The LGBT economic empowerment tour for communities of color is intended to focus on increasing the community’s economic power, creativity, and innovation in the small business sphere,
ATL (Aug 11 to 13) is the second stop of 13 major cities throughout the country that will host the tour (nbjc.org/many-faces-one-dream). These cities have a significant LGBT presence in communities of color, including Oakland/San Francisco, Los Angeles, New Orleans, Chicago, Washington, D.C., and Philadelphia. MFOD will touch down next in New York City, October 20-22.
“Equipped with the necessary resources and tools, LGBT small business owners and entrepreneurs will have access to a wealth of knowledge, opportunity, and economic growth,” says Eugene Cornelius Jr., deputy associate administrator for field operations at the SBA. “President Obama and our administrator, Karen G. Mills, taxed SBA as an agency to make sure we reached out to all underserved communities, particularly communities of color, and then expanded that outreach to the LGBT community.”
The SBA guarantees $25 billion annually in loans to all small businesses. “We want to educate African American and LGBT entrepreneurs on how not only to take advantage of those loan guarantees but also $500 billion in products and services that the federal government awards in contracts,” he adds.
The tour’s organizers have rolled out a cadre of LGBT people of color who are stakeholders, entrepreneurs, corporate executives, and elected officials to serve as national ambassadors for the initiative, including George Carrancho, diversity markets manager, American Airlines; Frantz Tiffeau, senior manager of diversity initiatives, Office Depot; and Rosalyn Taylor O’Neale, a principal consultant at Cook Ross and former chief diversity and inclusion officer at Campbell Soup Co.
Tour participants get to select one of two tracks: “Starting Your Business” and “Taking Your Business to the Next Level.” In the first track, training will address fundamentals such as the key elements of a business plan, loans, marketing, and SBA’s program and services.
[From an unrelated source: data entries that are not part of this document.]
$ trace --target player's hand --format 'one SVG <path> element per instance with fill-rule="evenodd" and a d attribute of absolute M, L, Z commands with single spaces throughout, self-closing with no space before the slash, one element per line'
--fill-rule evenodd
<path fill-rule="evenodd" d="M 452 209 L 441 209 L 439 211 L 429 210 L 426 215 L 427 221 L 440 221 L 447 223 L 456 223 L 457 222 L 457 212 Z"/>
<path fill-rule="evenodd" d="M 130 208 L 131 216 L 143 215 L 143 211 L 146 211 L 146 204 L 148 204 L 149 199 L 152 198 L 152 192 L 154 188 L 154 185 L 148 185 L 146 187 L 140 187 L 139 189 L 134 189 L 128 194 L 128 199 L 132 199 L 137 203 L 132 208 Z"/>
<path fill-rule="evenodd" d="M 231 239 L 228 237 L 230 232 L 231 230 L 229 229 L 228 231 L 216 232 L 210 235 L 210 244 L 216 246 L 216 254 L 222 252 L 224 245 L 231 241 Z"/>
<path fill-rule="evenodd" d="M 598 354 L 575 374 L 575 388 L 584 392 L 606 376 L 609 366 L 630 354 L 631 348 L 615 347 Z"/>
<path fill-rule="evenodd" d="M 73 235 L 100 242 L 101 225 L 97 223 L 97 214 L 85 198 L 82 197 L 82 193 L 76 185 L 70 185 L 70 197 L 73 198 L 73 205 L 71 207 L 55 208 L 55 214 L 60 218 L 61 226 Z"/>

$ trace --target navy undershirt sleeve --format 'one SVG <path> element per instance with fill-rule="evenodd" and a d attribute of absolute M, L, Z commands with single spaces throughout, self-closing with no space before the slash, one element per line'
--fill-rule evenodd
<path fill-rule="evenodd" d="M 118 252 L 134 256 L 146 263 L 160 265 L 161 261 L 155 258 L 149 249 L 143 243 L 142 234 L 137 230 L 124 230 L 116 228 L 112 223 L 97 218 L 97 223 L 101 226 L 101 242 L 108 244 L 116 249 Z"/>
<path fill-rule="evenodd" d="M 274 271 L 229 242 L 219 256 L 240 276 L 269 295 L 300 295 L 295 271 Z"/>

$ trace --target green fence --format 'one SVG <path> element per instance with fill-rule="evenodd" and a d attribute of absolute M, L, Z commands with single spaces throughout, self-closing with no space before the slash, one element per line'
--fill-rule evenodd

The second track will be geared toward LGBT firms that are currently in business but want to expand and grow sustainable enterprises through contracting and procurement opportunities.
In addition, each city hosts a “Small Business Marketplace” featuring SCORE counselors, financial services, and certification agents to help LGBT business owners better understand the certification process and how to do business with the local, state, and federal government.